This is a set of Docker files for building a repeatable development environment.
Follow the instructions on this page to configure your system properly.
Briefly:
sudo apt update
sudo apt install ca-certificates curl gnupg lsb-release
sudo mkdir -p /etc/apt/keyrings
curl -fsSL https://download.docker.com/linux/ubuntu/gpg | sudo gpg --dearmor -o /etc/apt/keyrings/docker.gpg
echo "deb [arch=$(dpkg --print-architecture) signed-by=/etc/apt/keyrings/docker.gpg] https://download.docker.com/linux/ubuntu \
$(lsb_release -cs) stable" | sudo tee /etc/apt/sources.list.d/docker.list > /dev/null
sudo apt update
sudo apt-get install docker-ce docker-ce-cli containerd.io docker-compose-plugin
(optional) Move your Docker cache from /var/lib
to some place with more space.
Instructions are here.
In case they ever remove that page, the instructions are:
Kill the Docker service:
sudo systemctl stop docker.service; sudo systemctl stop docker.socket
Edit /etc/docker/daemon.json
. On my system, it becomes:
{
"data-root": "/home/docker-ce",
"runtimes": {
"nvidia": {
"path": "nvidia-container-runtime",
"runtimeArgs": []
}
}
}
Reload the config and restart the Docker daemon.
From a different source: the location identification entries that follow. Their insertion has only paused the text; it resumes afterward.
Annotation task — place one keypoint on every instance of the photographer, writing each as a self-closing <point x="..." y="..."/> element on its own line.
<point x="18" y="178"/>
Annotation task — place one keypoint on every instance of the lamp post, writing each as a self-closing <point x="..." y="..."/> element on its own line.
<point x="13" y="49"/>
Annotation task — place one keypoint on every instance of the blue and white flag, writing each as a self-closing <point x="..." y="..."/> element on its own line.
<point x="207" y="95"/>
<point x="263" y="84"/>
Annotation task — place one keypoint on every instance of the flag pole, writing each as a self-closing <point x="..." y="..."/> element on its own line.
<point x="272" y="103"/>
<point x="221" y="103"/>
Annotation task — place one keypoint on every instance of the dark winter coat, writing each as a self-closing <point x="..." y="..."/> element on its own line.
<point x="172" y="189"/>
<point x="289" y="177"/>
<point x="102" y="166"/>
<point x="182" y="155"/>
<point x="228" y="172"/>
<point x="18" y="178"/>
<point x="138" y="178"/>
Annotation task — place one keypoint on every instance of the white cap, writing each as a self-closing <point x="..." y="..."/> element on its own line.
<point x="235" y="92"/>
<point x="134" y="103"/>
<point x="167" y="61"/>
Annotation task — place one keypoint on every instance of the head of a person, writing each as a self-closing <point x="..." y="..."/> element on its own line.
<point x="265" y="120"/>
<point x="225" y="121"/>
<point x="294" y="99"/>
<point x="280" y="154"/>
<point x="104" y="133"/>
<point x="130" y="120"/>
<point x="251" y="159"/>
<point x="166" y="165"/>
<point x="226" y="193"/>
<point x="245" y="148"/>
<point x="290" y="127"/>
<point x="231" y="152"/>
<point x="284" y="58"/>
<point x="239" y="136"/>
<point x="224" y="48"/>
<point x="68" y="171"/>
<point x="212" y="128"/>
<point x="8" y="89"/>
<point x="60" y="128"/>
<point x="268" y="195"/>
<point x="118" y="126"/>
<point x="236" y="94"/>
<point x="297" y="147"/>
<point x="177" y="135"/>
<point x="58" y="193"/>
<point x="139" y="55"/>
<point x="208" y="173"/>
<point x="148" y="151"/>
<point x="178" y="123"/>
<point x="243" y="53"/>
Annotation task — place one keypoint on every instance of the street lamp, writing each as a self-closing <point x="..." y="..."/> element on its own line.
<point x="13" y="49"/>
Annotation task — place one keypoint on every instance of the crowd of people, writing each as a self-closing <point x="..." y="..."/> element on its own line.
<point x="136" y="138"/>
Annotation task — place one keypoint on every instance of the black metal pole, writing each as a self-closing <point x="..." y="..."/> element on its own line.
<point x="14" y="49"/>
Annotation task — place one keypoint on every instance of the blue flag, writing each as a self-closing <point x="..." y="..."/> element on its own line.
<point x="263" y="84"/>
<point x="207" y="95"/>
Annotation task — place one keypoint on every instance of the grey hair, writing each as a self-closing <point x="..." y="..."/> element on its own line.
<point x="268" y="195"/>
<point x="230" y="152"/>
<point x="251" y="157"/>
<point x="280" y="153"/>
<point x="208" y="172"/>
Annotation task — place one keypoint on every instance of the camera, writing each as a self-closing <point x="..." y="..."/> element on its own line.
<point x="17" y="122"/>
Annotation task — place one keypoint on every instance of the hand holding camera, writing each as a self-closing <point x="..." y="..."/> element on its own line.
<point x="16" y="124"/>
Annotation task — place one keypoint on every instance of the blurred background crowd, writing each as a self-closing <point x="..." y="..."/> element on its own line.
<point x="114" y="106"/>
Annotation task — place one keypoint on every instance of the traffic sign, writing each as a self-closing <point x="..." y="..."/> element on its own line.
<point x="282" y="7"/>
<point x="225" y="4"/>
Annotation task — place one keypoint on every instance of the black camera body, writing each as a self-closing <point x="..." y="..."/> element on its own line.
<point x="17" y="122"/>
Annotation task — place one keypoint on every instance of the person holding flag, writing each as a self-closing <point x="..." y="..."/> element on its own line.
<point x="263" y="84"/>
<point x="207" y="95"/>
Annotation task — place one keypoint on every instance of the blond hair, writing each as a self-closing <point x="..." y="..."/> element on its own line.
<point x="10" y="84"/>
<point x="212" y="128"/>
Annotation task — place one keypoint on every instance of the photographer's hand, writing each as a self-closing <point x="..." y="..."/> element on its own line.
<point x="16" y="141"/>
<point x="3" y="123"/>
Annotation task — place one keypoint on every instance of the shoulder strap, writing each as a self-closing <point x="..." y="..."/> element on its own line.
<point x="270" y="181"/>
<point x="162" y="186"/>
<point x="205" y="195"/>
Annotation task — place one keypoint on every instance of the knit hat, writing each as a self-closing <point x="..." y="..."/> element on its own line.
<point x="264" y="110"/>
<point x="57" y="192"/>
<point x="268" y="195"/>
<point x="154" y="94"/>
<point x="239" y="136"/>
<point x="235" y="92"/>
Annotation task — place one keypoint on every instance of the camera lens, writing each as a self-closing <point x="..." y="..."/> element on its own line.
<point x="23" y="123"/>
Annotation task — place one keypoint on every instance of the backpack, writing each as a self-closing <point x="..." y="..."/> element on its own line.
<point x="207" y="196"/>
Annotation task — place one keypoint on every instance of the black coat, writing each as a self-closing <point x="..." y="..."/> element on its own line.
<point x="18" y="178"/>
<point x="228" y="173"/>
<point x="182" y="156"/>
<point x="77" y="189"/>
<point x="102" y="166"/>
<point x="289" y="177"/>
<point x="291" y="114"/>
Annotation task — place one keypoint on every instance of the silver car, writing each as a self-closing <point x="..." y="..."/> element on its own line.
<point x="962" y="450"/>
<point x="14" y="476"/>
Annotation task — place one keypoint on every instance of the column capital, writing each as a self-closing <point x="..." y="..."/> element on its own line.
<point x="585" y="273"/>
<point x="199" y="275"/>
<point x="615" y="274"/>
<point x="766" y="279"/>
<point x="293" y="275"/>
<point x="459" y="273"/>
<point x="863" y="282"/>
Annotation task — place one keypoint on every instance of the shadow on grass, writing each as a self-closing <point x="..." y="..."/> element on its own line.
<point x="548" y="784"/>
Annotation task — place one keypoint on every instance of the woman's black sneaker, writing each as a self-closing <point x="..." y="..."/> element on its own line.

sudo systemctl daemon-reload && sudo systemctl start docker
Follow the post-install instructions. Briefly, they are:
sudo usermod -aG docker $USER
Log out and log in.
Verify the installation with docker run hello-world
which should produce:
$ docker run hello-world
Hello from Docker!
This message shows that your installation appears to be working correctly.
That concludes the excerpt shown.